Under ordinary circumstances, I like my jobs — both of them. I’m happy to absorb a lot of the inconvenience and disruption of parenthood so my wife can focus on her job. At 6 p.m., when I have a good dinner going and my kid’s happily playing in the living room, somberly informing his Calico Critters that there has been a terrible Brio train crash, I feel content.

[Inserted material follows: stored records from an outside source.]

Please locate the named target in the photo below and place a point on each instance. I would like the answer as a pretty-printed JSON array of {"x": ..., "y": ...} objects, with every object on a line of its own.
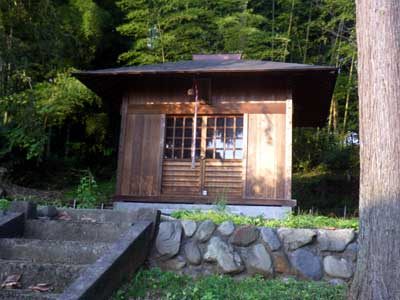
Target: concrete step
[
  {"x": 51, "y": 251},
  {"x": 74, "y": 231},
  {"x": 59, "y": 276},
  {"x": 26, "y": 295}
]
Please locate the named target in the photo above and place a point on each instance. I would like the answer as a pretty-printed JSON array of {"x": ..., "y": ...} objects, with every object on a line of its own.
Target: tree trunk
[{"x": 378, "y": 35}]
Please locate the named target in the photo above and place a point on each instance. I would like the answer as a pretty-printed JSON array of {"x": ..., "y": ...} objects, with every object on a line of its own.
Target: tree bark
[{"x": 378, "y": 35}]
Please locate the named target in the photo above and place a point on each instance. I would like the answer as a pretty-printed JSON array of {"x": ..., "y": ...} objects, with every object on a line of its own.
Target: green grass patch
[
  {"x": 292, "y": 221},
  {"x": 155, "y": 284},
  {"x": 4, "y": 204}
]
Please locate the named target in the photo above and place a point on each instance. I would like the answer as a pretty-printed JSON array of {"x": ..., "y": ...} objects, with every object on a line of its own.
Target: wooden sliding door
[{"x": 219, "y": 153}]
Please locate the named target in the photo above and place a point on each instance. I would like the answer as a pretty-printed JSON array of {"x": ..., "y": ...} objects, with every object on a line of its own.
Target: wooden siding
[
  {"x": 218, "y": 178},
  {"x": 140, "y": 165},
  {"x": 223, "y": 178},
  {"x": 260, "y": 107},
  {"x": 223, "y": 88},
  {"x": 265, "y": 170},
  {"x": 179, "y": 178}
]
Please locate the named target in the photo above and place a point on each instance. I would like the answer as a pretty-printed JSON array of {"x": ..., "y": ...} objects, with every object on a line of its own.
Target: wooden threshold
[{"x": 195, "y": 199}]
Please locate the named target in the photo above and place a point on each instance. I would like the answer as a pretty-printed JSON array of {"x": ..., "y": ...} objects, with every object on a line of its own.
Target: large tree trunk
[{"x": 378, "y": 267}]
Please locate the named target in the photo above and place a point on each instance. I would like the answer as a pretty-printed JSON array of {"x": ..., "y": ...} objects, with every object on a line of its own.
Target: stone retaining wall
[{"x": 205, "y": 248}]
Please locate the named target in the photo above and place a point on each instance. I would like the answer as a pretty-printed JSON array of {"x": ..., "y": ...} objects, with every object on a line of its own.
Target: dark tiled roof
[{"x": 209, "y": 66}]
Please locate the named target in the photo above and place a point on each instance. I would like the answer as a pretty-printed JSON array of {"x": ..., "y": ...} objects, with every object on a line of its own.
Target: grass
[
  {"x": 292, "y": 221},
  {"x": 155, "y": 284}
]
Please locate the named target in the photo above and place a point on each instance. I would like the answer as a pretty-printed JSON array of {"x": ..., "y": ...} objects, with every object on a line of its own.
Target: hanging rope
[{"x": 194, "y": 135}]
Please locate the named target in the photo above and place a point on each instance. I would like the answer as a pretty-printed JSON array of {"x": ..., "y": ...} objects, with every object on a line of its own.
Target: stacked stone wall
[{"x": 205, "y": 248}]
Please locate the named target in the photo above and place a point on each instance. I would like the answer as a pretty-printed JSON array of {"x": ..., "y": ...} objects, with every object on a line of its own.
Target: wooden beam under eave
[{"x": 276, "y": 107}]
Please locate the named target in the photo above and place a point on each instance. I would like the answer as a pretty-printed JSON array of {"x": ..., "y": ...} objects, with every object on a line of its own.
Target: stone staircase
[{"x": 55, "y": 252}]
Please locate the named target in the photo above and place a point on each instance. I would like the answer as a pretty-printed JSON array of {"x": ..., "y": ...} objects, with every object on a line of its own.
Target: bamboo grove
[{"x": 46, "y": 114}]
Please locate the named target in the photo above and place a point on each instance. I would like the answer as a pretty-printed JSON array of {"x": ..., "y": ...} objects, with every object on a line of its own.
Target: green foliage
[
  {"x": 154, "y": 284},
  {"x": 87, "y": 192},
  {"x": 4, "y": 204},
  {"x": 32, "y": 115},
  {"x": 291, "y": 221}
]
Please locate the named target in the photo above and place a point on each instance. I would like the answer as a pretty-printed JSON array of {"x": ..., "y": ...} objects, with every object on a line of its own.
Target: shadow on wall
[{"x": 265, "y": 174}]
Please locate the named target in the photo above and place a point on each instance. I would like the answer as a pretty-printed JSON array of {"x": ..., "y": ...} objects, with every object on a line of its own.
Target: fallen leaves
[
  {"x": 87, "y": 219},
  {"x": 40, "y": 287},
  {"x": 12, "y": 282},
  {"x": 64, "y": 216}
]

Contentment doesn’t pay for the cat litter, though. In 2020, I raked in the princely sum of $21,500, a bit more than half of what I normally make. In part, this was a result of the shriveling enthusiasm for the things I had shilled, like high-tech underwear and premium pet food. But with a toddler burrowing into my sweatshirt 12 hours a day, I was cut off from the world of adulthood — and that included the ability to do paid work.
There was plenty to do at home, though. My days began at six, with Abe kicking me in the tits. And sometimes for 12 hours, that was it: He and I together, trying not to get too bruised. Abe knew there was another grown-up nearby, though, a perhaps less irritable grown-up. So when I feigned enthusiasm — “Let’s build a train track! Let’s practice writing letters! How about painting?!” — Abe called bullshit. This would not, in fact, be a super-fun day. If I lost track of my phone, he would come dangerously close to ordering thousands of dollars worth of yogurt pouches and ground buffalo meat. If I disappeared to the bathroom, he would trot confidently onscreen during Jenna’s Zoom meetings, pull down his pants, and suggest that EVERYONE SHOW THEIR PENIS! Extracting him was a careful balancing act.
Fights erupted. Where was I? Usually, the bathroom. What was for dinner? Something from a box. Why was I so pissed? Because I was never, ever alone, and I was never, ever, not needed. My labor and attention were more valuable than ever, and I felt less and less able to offer them. I was frequently stuck between two people who needed me to do two very different things immediately, right this minute. The worst part was, I couldn’t really blame either of them — they were just staying true to character as the harried, overextended spouse and the extremely bored toddler — but in those moments, I would have given anything to trade places with my wife. Of course, we couldn’t, and, unsurprisingly, I became a brittle bitch by five o’clock, unfit for anything but TV and bed.
Then things changed. Over the summer, I got a six-week writing job for an education nonprofit. Gradually, Jenna and I found a new rhythm outside our silos. She took on more cooking and child care, while I welcomed the complete body autonomy of client Zoom meetings. Abe was thrilled at the thought of spending time with anyone but us, and Jenna and I started laughing together again. It had taken me months to realize something incredibly obvious: The only way out of our pandemic-bred resentment was to blur the boundaries of labor we had always lived with.